Ce dernier texte rappelle une règle commune en matière de recours administratif : l’administré ne peut contester que les points préalablement soumis à l’Administratoin dans le recours administratif préalable obligatoire et il ne peut les contester qu’avec les mêmes moyens.
Il résulte de l’article 444 du code de procédure civile que le président peut ordonner la réouverture des débats. Il doit le faire chaque fois que les parties n’ont pas été à même de s’expliquer contradictoirement sur les éclaircissements de droit ou de fait qui leur avaient été demandés.
Il résulte de l’article 16 du code de procédure civile que le juge doit, en toutes circonstances, faire observer et observer lui -même le principe de la contradiction.
Il ne peut retenir dans sa décision, les moyens, les explications et les documents invoqués ou produits par les parties que si celles-ci ont été à même d’en débattre contradictoirement.
Il ne peut fonder sa décision sur les moyens de droit qu’il a relevés d’office sans avoir au préalable invité les parties à présenter leurs observations.
En l’espèce, dans son recours administratif préalable obligatoire, Madame [K] a contesté la SATD critiquée au seul moyen du caractère prétendument non avenu du jugement du tribunal de police exécuté.

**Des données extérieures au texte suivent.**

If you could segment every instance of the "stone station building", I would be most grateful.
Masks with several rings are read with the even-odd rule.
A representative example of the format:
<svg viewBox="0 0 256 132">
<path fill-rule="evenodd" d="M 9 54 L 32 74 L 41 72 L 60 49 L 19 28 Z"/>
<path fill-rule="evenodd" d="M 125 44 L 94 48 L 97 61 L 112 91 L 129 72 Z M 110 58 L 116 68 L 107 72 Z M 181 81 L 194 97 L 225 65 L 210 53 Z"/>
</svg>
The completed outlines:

Dans la présente instance, Madame [K] présente différents autres moyens et arguments qui ne semblent pas avoir été préalablement soumis à l’Administration, contournant ainsi possiblement la règle du recours administratif préalable obligatoire. Ces moyens et arguments nouveaux pourraient dès lors ne pas être recevables.

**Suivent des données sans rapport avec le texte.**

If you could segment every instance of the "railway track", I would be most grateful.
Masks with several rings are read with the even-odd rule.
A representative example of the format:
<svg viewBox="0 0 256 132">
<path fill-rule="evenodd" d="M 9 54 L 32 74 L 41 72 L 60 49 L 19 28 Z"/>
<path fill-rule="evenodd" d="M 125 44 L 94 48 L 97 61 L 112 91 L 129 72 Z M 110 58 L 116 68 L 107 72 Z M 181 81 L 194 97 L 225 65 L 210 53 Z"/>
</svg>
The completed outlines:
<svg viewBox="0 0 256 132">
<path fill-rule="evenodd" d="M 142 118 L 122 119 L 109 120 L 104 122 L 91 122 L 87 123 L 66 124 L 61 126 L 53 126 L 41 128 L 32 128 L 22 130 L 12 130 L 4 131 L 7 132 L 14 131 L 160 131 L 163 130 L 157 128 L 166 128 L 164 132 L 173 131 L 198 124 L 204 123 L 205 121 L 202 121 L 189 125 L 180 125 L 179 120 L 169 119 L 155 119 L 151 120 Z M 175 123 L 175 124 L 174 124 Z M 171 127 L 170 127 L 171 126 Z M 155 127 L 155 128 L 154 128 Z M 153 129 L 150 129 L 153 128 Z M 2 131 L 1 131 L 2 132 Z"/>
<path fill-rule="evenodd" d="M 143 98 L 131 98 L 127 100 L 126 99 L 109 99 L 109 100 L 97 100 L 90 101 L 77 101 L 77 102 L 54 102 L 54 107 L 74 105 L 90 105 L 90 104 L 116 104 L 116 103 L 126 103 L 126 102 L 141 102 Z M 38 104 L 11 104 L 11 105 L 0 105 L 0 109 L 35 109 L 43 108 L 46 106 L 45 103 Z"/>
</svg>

En conséquence, il convient d’ordonner la réouverture des débats et d’inviter les parties à s’expliquer sur la recevabilité des moyens présentés par Madame [K] et ne correspondant pas à ceux préalablement présentés à l’Administration dans le cadre du recours administratif préalable obligatoire.
Les dépens seront réservés.
PAR CES MOTIFS
Le juge de l’exécution, statuant après débats en audience publique, par jugement réputé contradictoire, en premier ressort, mis à disposition au greffe,
DECLARE Madame [Y] [K] recevable en son action ;
DECLARE recevable l’intervention volontaire principale du Comptable Public du Centre des Finances Publiques de [Localité 3] AMENDES ;
ORDONNE la réouverture des débats à l’audience qui se tiendra le :
3 avril 2026, 14 H 00,
au Tribunal judiciaire de LILLE, [Adresse 4],
[Adresse 4], [Localité 3], salle 1.16 ;
INVITE les parties à s’expliquer sur la recevabilité des moyens présentés par Madame [Y] [K] et ne correspondant pas à ceux préalablement présentés à l’Administration dans le cadre du recours administratif préalable obligatoire ;
SURSOIT à statuer sur les demandes des parties ;
RESERVE les dépens ;
RAPPELLE que le présent jugement est immédiatement exécutoire, le délai d’appel et l’appel lui-même des décisions du juge de l’exécution n’ayant pas d’effet suspensif en application de l’article R121-21 du code des procédures civiles d’exécution ;
En foi de quoi le présent jugement a été signé par le juge et le greffier.